Esto la convertía en una vida homogénea. Con sus iguales definidos por clase, estaba rodeada exclusivamente de personas muy parecidas a ella: adineradas, burguesas... y distantes. Su confidente más cercana (si es que se la podía llamar así) era Mia Turner, cuya editorial Cardinalis Publishing era una lejana rival de Platinum Circle. La principal afición de Mia parecía ser contratar y despedir a la "ayuda", de la que hablaba como un recurso desechable y eternamente frustrante. —Es tan difícil— dijo, invocando sin darse cuenta el cliché, —encontrar buena ayuda hoy en día—.
En una ocasión, Amanda intentó conversar con Mia sobre el nuevo libro de poesía de Cardinalis, escrito por un atractivo inmigrante somalí cuyo dominio del inglés, según Amanda, era comparable al de Walt Whitman.
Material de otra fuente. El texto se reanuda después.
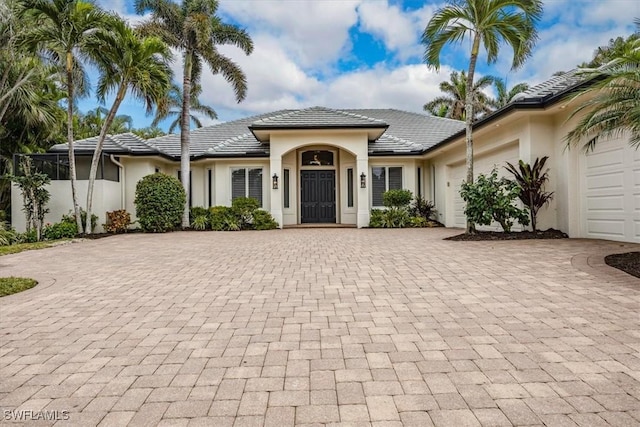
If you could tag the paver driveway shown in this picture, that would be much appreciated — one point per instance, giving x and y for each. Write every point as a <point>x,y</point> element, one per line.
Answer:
<point>318,326</point>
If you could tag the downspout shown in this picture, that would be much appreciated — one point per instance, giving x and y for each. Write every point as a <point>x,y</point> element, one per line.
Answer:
<point>122,180</point>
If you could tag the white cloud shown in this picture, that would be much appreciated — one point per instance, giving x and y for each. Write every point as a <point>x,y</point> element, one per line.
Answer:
<point>314,32</point>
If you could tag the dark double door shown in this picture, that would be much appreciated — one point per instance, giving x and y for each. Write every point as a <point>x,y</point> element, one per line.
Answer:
<point>318,196</point>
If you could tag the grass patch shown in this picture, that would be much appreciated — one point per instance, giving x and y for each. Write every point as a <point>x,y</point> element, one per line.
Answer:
<point>12,285</point>
<point>21,247</point>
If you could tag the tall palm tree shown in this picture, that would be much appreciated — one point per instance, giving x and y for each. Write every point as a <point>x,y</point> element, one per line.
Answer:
<point>456,90</point>
<point>61,30</point>
<point>504,95</point>
<point>488,23</point>
<point>193,28</point>
<point>132,64</point>
<point>614,107</point>
<point>172,107</point>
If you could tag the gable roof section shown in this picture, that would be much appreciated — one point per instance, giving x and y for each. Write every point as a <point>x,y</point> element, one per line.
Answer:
<point>123,143</point>
<point>318,118</point>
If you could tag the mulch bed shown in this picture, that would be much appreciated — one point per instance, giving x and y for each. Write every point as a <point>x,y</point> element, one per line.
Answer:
<point>499,235</point>
<point>628,262</point>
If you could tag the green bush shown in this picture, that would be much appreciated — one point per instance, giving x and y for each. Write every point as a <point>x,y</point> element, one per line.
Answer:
<point>397,198</point>
<point>200,222</point>
<point>159,202</point>
<point>492,199</point>
<point>30,236</point>
<point>422,208</point>
<point>219,216</point>
<point>7,235</point>
<point>117,221</point>
<point>197,211</point>
<point>262,220</point>
<point>70,218</point>
<point>376,218</point>
<point>60,230</point>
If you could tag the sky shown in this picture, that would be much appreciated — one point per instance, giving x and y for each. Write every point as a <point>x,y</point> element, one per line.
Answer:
<point>367,53</point>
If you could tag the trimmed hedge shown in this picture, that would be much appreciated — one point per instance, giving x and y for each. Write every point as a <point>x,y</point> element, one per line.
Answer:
<point>159,202</point>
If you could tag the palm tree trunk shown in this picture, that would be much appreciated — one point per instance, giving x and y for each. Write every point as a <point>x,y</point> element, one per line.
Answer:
<point>468,106</point>
<point>185,165</point>
<point>122,90</point>
<point>72,159</point>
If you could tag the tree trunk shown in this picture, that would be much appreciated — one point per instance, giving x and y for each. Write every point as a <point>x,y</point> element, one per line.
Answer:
<point>122,90</point>
<point>72,159</point>
<point>185,165</point>
<point>468,106</point>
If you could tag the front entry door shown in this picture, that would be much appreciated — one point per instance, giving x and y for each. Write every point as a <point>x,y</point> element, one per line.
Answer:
<point>318,196</point>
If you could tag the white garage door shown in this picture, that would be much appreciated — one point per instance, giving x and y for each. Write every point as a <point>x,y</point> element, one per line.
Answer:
<point>611,192</point>
<point>481,164</point>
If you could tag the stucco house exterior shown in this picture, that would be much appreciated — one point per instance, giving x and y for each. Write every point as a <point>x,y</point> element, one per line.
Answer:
<point>323,165</point>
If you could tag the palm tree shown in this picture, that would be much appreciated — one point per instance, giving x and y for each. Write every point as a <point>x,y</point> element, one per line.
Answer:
<point>90,123</point>
<point>61,30</point>
<point>614,107</point>
<point>128,63</point>
<point>486,22</point>
<point>172,107</point>
<point>504,95</point>
<point>456,89</point>
<point>193,28</point>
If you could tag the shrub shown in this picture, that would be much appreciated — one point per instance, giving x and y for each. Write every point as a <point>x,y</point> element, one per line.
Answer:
<point>60,230</point>
<point>71,219</point>
<point>376,218</point>
<point>7,235</point>
<point>200,222</point>
<point>30,236</point>
<point>531,180</point>
<point>117,221</point>
<point>197,211</point>
<point>490,198</point>
<point>219,216</point>
<point>159,202</point>
<point>397,198</point>
<point>422,208</point>
<point>263,220</point>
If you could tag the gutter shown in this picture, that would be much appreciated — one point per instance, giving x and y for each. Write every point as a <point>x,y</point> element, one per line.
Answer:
<point>122,180</point>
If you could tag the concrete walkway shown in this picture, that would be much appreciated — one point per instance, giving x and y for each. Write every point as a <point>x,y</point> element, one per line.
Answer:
<point>321,326</point>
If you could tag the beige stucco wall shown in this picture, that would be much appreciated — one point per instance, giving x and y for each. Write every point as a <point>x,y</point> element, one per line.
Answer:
<point>106,197</point>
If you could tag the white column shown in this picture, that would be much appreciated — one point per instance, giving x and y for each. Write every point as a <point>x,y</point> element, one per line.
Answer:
<point>275,166</point>
<point>362,166</point>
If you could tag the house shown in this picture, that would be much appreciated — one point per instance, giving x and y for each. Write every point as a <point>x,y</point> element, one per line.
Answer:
<point>323,165</point>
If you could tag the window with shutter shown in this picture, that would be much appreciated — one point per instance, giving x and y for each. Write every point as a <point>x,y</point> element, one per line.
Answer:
<point>238,183</point>
<point>255,185</point>
<point>378,185</point>
<point>395,178</point>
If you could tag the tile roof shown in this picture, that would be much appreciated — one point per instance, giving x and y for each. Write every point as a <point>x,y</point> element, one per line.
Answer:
<point>317,118</point>
<point>121,144</point>
<point>556,85</point>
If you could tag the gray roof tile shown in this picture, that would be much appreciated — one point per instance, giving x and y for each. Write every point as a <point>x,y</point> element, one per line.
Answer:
<point>318,117</point>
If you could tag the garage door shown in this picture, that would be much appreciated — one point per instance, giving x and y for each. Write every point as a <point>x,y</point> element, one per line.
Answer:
<point>611,198</point>
<point>482,164</point>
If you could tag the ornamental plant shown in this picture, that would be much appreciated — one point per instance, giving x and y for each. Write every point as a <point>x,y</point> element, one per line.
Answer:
<point>159,202</point>
<point>491,198</point>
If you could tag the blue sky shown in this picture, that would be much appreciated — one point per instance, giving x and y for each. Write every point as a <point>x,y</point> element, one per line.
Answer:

Fue una charla junto a la piscina en la resplandeciente casa de Mia en Glen Cove, Long Island.
—Oh—respondió Mia en un tono seco y sardónico—no leo libros de poesía.
Amanda contemplaba su avanzada mediana edad con su propia aprensión. Tras cuatro décadas, ¿se convertiría la influencia del feudalismo, que la acompañó toda su vida, en una parte indeleble de su carácter? ¿Miraría algún día hacia dentro y encontraría el fantasma de la estrechez de miras de su padre, con el mismo horror con el que descubriría un bulto en el pecho?
Amanda deseaba... la América diversa. Los peatones con sus chaquetas coloridas parecían etéreos, en cierto modo, vistos desde la ventanilla de su limusina. Se movían con agilidad, en tonos rojos, naranjas y azules. Incluían a miembros de prácticamente todas las razas, religiones, orígenes y niveles económicos. Se preguntó en qué círculos se movían. Se preguntó si leían poesía.
Consideró dejar el coche. ¿Por qué no salir de su dhow dorado sobre el río de hierro, aunque solo fuera por esta mañana, y unirse a la gente en la acera? ¿Por qué no simplemente caminar al trabajo en este hermoso día de otoño? ¿Existía la posibilidad, siquiera, de conocer a alguien nuevo? Quizás no; después de todo, seguía siendo Nueva York. Pero ¿y si simplemente intercambiaba unas palabras amistosas con el dueño de un quiosco, después de comprar su café solo, en lugar de que se lo sirvieran en la oficina? ¿Se sentiría refrescante simplemente dejando la elegante limusina?
O, mejor aún, ¿podría simplemente tomarse el día libre?
Luego, dentro del río cambiante, otro auto se acercó al suyo.
La limusina junto a la suya era una bala verde oblonga. Su color era… indescriptiblemente diferente. Su tono era un verde apagado, oliva oscuro, como los tonos más oscuros y sencillos de los billetes de dólar desgastados. Y, sin embargo, su brillo era casi cegador: una iridiscencia brillante y metálica. Era como un metal etéreo esmeralda forjado por los gigantes de hielo de la mitología nórdica. Casi dolía mirarlo, debido a una cualidad sobrenatural en su brillo. Amanda se protegió los ojos de lo que al principio pareció el intenso destello de la luz solar reflejada directamente. Y entonces recordó que el día estaba gris.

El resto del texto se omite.